From my own research, I was pretty sure she was wrong. I also knew that I wouldn't have time to get an appointment somewhere else. So I lied. She told me if I wasn't interested in following her advice, I should get another doctor. After a supremely awkward pelvic exam, I left and never went back. Apparently, I'm not alone.

Pap tests look for abnormal changes in the cervix that could lead to cervical cancer, and they save lives. Two new campaigns are bringing this info to queer folks in Toronto. The first, from the Queer Women's Health Initiative, a partnership between Planned Parenthood Toronto (PPT), the Sherbourne Health Centre, Women's College Hospital and Rainbow Health Ontario, is called Check It Out.

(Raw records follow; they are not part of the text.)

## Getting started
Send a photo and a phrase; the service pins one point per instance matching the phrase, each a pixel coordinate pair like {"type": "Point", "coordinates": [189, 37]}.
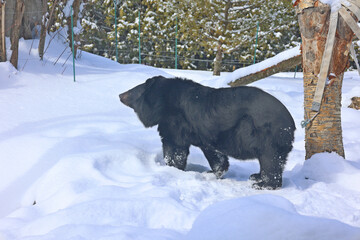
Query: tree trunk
{"type": "Point", "coordinates": [219, 54]}
{"type": "Point", "coordinates": [2, 32]}
{"type": "Point", "coordinates": [76, 10]}
{"type": "Point", "coordinates": [43, 30]}
{"type": "Point", "coordinates": [218, 60]}
{"type": "Point", "coordinates": [15, 33]}
{"type": "Point", "coordinates": [324, 133]}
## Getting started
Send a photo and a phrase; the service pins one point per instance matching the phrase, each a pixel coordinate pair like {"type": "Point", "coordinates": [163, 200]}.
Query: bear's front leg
{"type": "Point", "coordinates": [219, 162]}
{"type": "Point", "coordinates": [175, 156]}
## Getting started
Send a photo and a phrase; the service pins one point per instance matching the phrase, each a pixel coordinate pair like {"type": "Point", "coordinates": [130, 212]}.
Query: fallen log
{"type": "Point", "coordinates": [279, 63]}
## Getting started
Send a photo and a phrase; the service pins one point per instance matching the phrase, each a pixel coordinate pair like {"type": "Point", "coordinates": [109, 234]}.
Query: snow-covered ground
{"type": "Point", "coordinates": [77, 164]}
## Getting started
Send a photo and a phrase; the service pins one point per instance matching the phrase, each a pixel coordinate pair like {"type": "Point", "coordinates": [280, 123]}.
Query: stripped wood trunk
{"type": "Point", "coordinates": [15, 33]}
{"type": "Point", "coordinates": [76, 11]}
{"type": "Point", "coordinates": [43, 30]}
{"type": "Point", "coordinates": [324, 133]}
{"type": "Point", "coordinates": [218, 60]}
{"type": "Point", "coordinates": [2, 32]}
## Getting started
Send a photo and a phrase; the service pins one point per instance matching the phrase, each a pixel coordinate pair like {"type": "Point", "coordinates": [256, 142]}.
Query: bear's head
{"type": "Point", "coordinates": [146, 100]}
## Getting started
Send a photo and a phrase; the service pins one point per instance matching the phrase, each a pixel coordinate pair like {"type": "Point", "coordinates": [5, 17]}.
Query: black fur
{"type": "Point", "coordinates": [242, 122]}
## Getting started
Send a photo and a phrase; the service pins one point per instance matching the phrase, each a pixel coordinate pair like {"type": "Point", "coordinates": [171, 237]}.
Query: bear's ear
{"type": "Point", "coordinates": [153, 80]}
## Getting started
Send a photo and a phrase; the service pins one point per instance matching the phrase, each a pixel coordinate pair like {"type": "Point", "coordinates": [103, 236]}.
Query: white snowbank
{"type": "Point", "coordinates": [265, 217]}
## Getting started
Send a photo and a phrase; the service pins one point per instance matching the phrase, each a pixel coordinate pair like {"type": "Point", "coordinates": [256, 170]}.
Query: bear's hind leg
{"type": "Point", "coordinates": [271, 170]}
{"type": "Point", "coordinates": [175, 156]}
{"type": "Point", "coordinates": [219, 162]}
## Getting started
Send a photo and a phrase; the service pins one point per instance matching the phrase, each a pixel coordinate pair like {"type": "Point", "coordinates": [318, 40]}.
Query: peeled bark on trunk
{"type": "Point", "coordinates": [2, 32]}
{"type": "Point", "coordinates": [76, 10]}
{"type": "Point", "coordinates": [217, 63]}
{"type": "Point", "coordinates": [324, 133]}
{"type": "Point", "coordinates": [15, 33]}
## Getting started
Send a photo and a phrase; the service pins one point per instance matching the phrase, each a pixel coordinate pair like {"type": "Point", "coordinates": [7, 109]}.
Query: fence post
{"type": "Point", "coordinates": [116, 42]}
{"type": "Point", "coordinates": [257, 33]}
{"type": "Point", "coordinates": [176, 44]}
{"type": "Point", "coordinates": [139, 39]}
{"type": "Point", "coordinates": [72, 40]}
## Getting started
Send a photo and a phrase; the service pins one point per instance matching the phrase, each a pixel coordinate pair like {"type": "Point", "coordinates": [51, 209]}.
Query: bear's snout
{"type": "Point", "coordinates": [124, 98]}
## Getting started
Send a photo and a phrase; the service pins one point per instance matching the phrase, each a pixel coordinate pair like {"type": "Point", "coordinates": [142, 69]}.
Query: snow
{"type": "Point", "coordinates": [77, 164]}
{"type": "Point", "coordinates": [241, 72]}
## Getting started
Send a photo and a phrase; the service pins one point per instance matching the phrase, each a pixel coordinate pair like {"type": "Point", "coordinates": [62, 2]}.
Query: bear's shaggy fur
{"type": "Point", "coordinates": [242, 122]}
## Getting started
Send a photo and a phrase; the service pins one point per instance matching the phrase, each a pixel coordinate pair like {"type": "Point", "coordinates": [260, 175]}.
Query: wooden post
{"type": "Point", "coordinates": [43, 30]}
{"type": "Point", "coordinates": [15, 33]}
{"type": "Point", "coordinates": [324, 133]}
{"type": "Point", "coordinates": [2, 39]}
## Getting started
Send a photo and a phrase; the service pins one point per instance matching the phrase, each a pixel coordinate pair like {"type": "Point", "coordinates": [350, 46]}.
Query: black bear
{"type": "Point", "coordinates": [241, 122]}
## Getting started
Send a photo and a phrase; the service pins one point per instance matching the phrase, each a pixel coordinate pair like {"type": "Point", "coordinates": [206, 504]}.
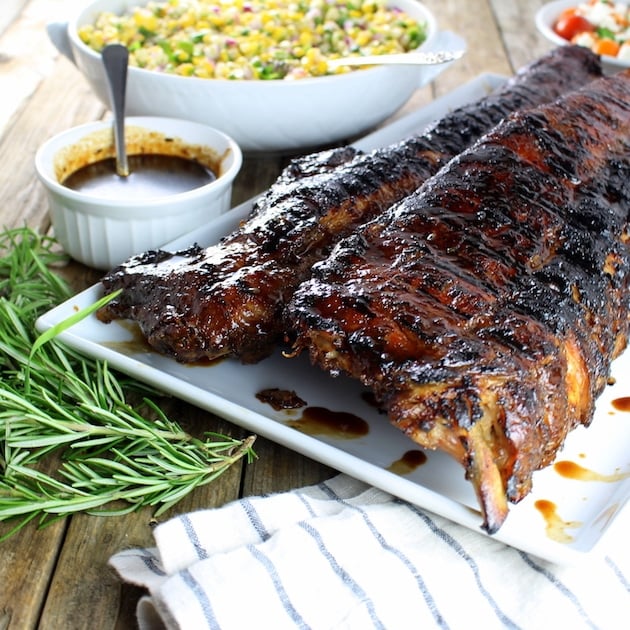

Along with posters and flyers featuring local models, the campaign, launched in November, has a slick online home at check-it-out.ca.

"In the medical community, as well as among women themselves, the message is out there that if you're not having heterosexual sex, then you don't need a pap test," says Sarah Hobbs, executive director of PPT.

But that is way off. The government's Ontario Cervical Screening Program guidelines say clearly that women who sleep with women need regular screening. And while the guidelines are not explicitly trans inclusive, trans men also need pap tests.

That's why on Jan 11, the Sherbourne Health Centre will launch a separate campaign for trans men, Check It Out Guys.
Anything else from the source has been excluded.